3.3. Error Case and Limitation
Target detection is an important subject in the field of computer vision. The main task is to locate the object of interest in an image. Doing so accurately determine the specific category of each object and give the boundary frame of them. However, since these methods use designed features, even the best nonlinear classifier is unable to make the right judgment. The performance of convolutional neural networks in object recognition and image classification has made tremendous progress in the past few years. Using the deep convolutional neural network architecture, we trained a model on the images of rice canopy with the goal of identifying the panicle part and counting the number of it. However, there are a number of error cases and limitations at the current stage that need to be addressed in future work.
3.3.1. Error Cases
A portion of the observed detection errors can be attributed to (1) the deep-learning results in a black-box model, which are almost impossible to explain based on the technical and logical basis of the system, (2) a lack of high-quality labeled training samples leads to overfitting and poor model robustness, (3) the inability to detect overlapping panicles in an image, and (4) errors in manual labeling, which leads to errors in validation.
3.3.2. Limitations
Deep learning focuses mainly on CNNs in the image field, but the convolution operation requires the entire network to have a large amount of computation so that network training takes an excessively long time. Changing the form of the convolution operation to simplify the computational complexity should be a major development direction. A second limitation is that we are currently constrained to the classification of single panicles, facing up, on a homogeneous background. Although these are straightforward conditions, a real-world application should be able to classify images of panicles as presented directly on the plant. At present, experiments are used to prove the effectiveness of CNNs. The training parameters are based mostly on experience and a lack of theoretical guidance and quantitative analysis. A more reasonable network structure should be designed for target detection and to improve detection efficiency by combining recurrent neural networks to achieve multi-scale and multi-category target detection.
4. Conclusions
Estimating the number of rice panicles in the field is a challenging task. However, it is an important index for plant breeders in order to select high-yield varieties. Most previous work involving the analysis of panicle images was done in a controlled environment and was not suitable for practical applications. In this paper, we present a panicle detection system based on a state-of-art DL model applied to images acquired from a UAV platform. The model can accurately detect rice panicles in images acquired in a complex and changing outdoor environment. The analysis of transfer learning shows that transferring weights between orchards does not lead to significant performance gains over a network initialized directly from the highly generalized ImageNet features. Data augmentation techniques, such as flip and scale improve performance, giving equivalent performance with less than half the number of training images.
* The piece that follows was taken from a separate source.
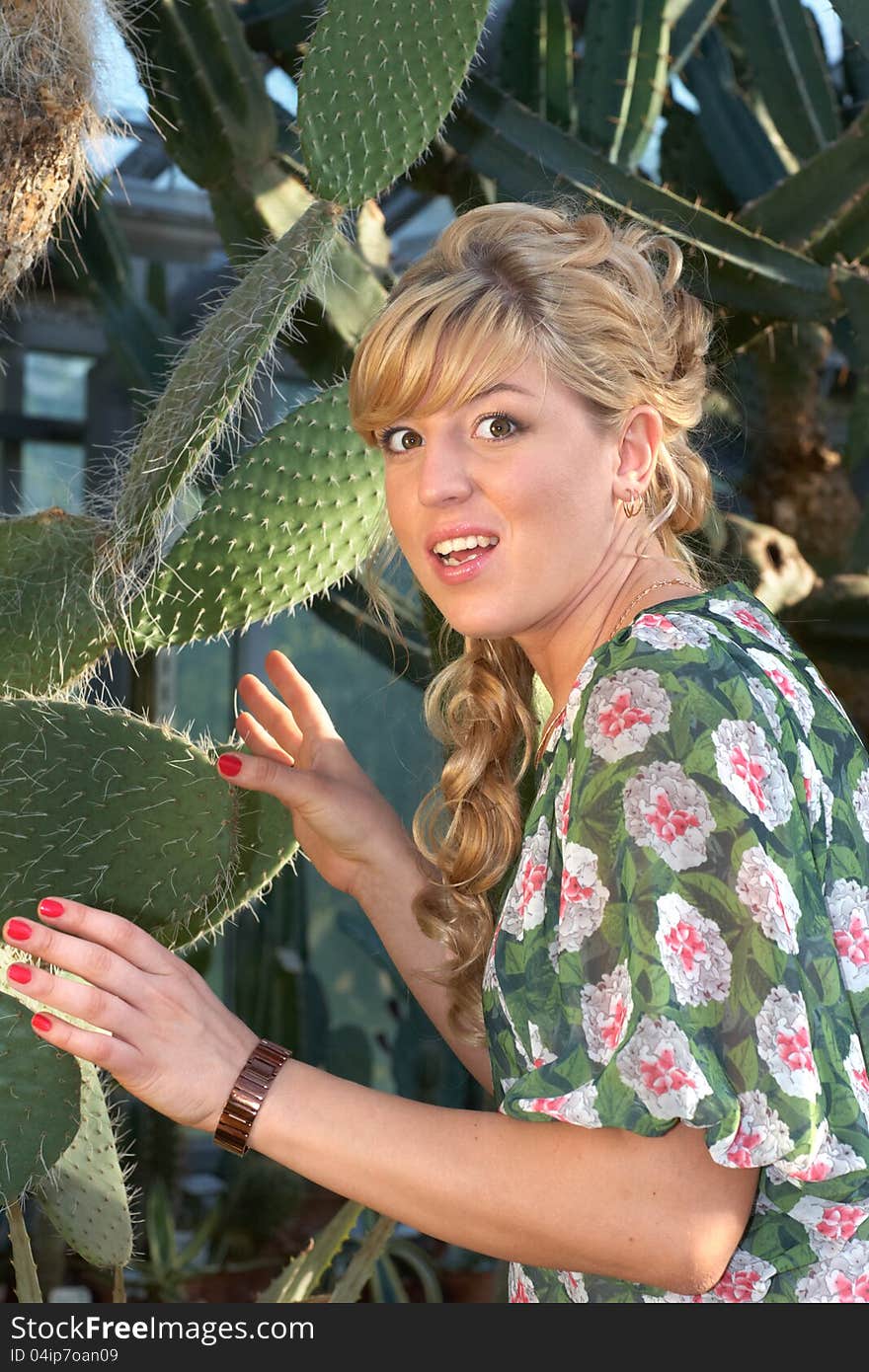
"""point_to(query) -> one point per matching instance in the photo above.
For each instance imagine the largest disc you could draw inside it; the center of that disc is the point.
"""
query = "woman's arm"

The model produced an average precision, recall, F-measure, and mIOU of 0.868, 0.883, 0.874, and 0.887 respectively, which indicates that it is very precise. Also, the high ART of less than 0.5 s shows the great application potential of our model, trained on UAV image dataset. The main contributions of this paper is (1) the design of an improved R-FCN model that not only accurately recognizes panicles, but also simplifies and accelerates network training, and (2) a model that accurately recognizes incomplete or small panicles in images and that can be used in real time. Although the results of this method are satisfactory, the model remains too large, and the training process needs to be improved. A more powerful central processing unit and graphics processors unit, such as new products of the Xeon series and NVIDIA GeForce, will greatly reduce the training time of our model. In the future, panicle detection will be further analyzed to better understand transfer learning between datasets representing a single rice variety but captured under different lighting conditions, sensor configurations, and seasons.